Saturday, October 18, 2008

The Problem of Emerson

When it came to Emerson, many Boston Unitarians tended to "love the sinner and hate the sin." That is to say, while they felt him a gentleman and an honorable man (which, to them, amounted to the same thing) they experienced his teaching as dangerous and ultimatly descructive of the liberal Christian world they sought to build. Those focused on his teaching (such as Andrews Norton, the Unitarian Pope) were vitriolic in their denunciations of Emerson while others, more focused on his character and personality, loved him and defended his teaching as essentially "Christian." I am firmly in the latter camp.
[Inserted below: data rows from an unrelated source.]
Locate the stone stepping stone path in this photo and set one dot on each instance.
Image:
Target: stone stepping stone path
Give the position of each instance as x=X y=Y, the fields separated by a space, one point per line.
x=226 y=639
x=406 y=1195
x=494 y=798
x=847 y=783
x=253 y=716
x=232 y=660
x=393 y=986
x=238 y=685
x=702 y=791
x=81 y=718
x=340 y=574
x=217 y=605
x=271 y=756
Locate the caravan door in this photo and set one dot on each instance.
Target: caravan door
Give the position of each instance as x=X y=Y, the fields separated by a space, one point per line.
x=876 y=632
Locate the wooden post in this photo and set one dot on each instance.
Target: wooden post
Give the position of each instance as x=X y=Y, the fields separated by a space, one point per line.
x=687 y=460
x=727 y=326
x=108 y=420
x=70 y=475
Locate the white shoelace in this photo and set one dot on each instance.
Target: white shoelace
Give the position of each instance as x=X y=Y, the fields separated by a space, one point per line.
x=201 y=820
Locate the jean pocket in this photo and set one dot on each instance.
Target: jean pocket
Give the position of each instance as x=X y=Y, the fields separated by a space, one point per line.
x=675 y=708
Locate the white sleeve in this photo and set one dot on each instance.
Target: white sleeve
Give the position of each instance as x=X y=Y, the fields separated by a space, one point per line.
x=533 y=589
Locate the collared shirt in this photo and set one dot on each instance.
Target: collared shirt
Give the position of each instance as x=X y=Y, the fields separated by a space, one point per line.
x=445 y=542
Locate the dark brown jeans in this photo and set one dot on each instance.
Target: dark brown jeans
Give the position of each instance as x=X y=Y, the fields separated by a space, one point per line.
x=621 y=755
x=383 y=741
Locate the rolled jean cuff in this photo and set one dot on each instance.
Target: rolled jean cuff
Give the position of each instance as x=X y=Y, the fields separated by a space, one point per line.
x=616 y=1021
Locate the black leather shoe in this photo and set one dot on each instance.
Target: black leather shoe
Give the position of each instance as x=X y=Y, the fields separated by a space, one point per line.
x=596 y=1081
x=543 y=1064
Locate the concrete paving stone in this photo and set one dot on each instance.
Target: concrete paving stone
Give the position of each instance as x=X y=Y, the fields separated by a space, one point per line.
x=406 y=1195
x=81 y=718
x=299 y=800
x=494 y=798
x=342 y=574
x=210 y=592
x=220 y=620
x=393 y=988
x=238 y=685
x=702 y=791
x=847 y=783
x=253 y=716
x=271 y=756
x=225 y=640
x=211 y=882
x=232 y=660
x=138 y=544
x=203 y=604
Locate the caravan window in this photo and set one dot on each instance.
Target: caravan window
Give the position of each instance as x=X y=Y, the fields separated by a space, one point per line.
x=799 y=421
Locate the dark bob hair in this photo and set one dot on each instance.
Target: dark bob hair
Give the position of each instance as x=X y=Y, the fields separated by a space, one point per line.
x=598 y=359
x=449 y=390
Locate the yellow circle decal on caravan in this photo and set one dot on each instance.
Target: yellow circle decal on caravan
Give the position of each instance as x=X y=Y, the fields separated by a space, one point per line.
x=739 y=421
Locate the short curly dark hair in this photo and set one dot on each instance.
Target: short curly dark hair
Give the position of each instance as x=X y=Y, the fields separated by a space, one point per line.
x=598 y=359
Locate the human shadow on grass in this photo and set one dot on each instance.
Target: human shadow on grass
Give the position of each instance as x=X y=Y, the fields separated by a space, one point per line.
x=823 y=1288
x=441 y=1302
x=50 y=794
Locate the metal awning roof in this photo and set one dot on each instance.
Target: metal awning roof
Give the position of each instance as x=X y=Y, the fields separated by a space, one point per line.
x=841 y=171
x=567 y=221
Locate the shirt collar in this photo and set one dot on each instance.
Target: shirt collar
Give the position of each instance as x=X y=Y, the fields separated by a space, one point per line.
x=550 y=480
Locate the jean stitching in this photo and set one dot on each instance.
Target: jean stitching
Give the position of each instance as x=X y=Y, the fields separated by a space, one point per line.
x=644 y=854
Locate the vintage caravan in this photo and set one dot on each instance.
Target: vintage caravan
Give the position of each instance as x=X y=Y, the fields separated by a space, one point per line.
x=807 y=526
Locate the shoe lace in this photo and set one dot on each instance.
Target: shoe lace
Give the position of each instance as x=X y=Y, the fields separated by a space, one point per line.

It was, in fact, Ralph Waldo Emerson that introduced me to Unitarianism, albeit in a pretty backhanded manner.

Meanwhile, following are exerpts from the first essay in Emerson's First Book of Essays, "History" which figured prominently in a lecture I was recently honored to attend by Robert Richardson who wrote The Mind on Fire, a ground changing biography of Emerson.

"There is one mind common to all individual men. Every man is an inlet to the same and to all of the same. He that is once admitted to the right of reason is made a freeman of the whole estate. What Plato has thought, he may think: what a saint has felt, he may feel; what at any time has befallen any man, he can understand. who hath access to this universal mind is a party to all that is or can be done, for this is the only and sovereign agent. Of the works of this mind, history is the record...Man is explicable by nothing less than all his history...We, as we read, must become Greeks, Romans, Turks, priest and king, martyr and executioner; must fasten these images to some reality in our seret experience, or we shall learn nothing rightly."

Emerson is much caricatured as a starry eyed idealist, a radical individualist, a muddle headed optimist and more. The reality is much more complex. The Way of Emerson was, and is, not an easy road and his optimism was bought with hard struggle through difficult and tragic events. Yet he could say to Thomas Carlyle, "My whole philosophy-which is very real-teaches acquiesence and optimism." Surrender and faith.